Hamid, a pretty, confident, 24-year-old Dane of Palestinian descent, and a devout Muslim, is co-hosting an eight-part television series that began airing last month on public television. She hosts the show with Adam Holm, an outspoken Danish atheist. The show is intended as a reaction to the controversy that began after the Danish newspaper Jyllands-Posten published cartoons of the Muslim prophet Muhammad last year and sparked a wave of violent protests and boycotts of Danish products throughout the Muslim world.
"Our aim is to dissect the misunderstandings between Islam and the West in eight shows," Hamid told the Middle East Times newspaper. Entitled "Adam and Asmaa," the series captures the co-hosts debating with their guests the issues that have polarized Europe over the last few months: immigration, Islam and integration.

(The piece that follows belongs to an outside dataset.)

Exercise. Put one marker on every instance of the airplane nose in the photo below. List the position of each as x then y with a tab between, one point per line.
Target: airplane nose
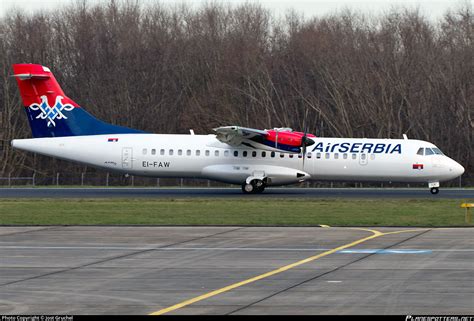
459	169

But the show and Hamid's headscarf have also opened old wounds. The controversy surrounding "Adam and Asmaa" revives the debate that was at the heart of the cartoon fiasco: What are the limits of freedom of speech and opinion in the Western world?
"Religion should remain private," Vibeke Manniche recently told Germany's Süddeutsche Zeitung newspaper. "That's why a headscarf doesn't belong on a TV host on public television." Manniche, a critic of Hamid who has started a petition to get the show taken off the air, heads the Women for Freedom Association. "The choice of Asmaa as a co-host is an insult to Danish and Muslim women," said Manniche. "She sends the message that an honorable woman can't go out unless she's covered up."
Hamid insists that her presence on television contradicts the image of the passive, silent Muslim woman behind a veil. "You can still be strong and independent even with a piece of fabric over your head," she argues. But the piece of fabric and her pro-Islamic views have earned Hamid the label of a fundamentalist. Hamid sees that as a glib response. "I have a hard time accepting that just because you wear a headscarf you are labelled a fundamentalist. That's too simplistic. I have no ties to fanatic circles."
At a time when Danes and Danish Muslims are still very much split over Islam, every step Hamid takes is being closely scrutinized. Denmark's minister for social affairs and gender equality, Eva Kjaer Hansen, recently criticized the television station Dankse Radio (DR) for its decision to push buttons with the show. "I want to remind DR that its employees should not serve as missionaries," she said.
For its part, Danske Radio has defended the show. There's no point in asking Hamid to take off her scarf now, says the station's chief, Arne Notkin. "Her headscarf is a symbol for the entire debate."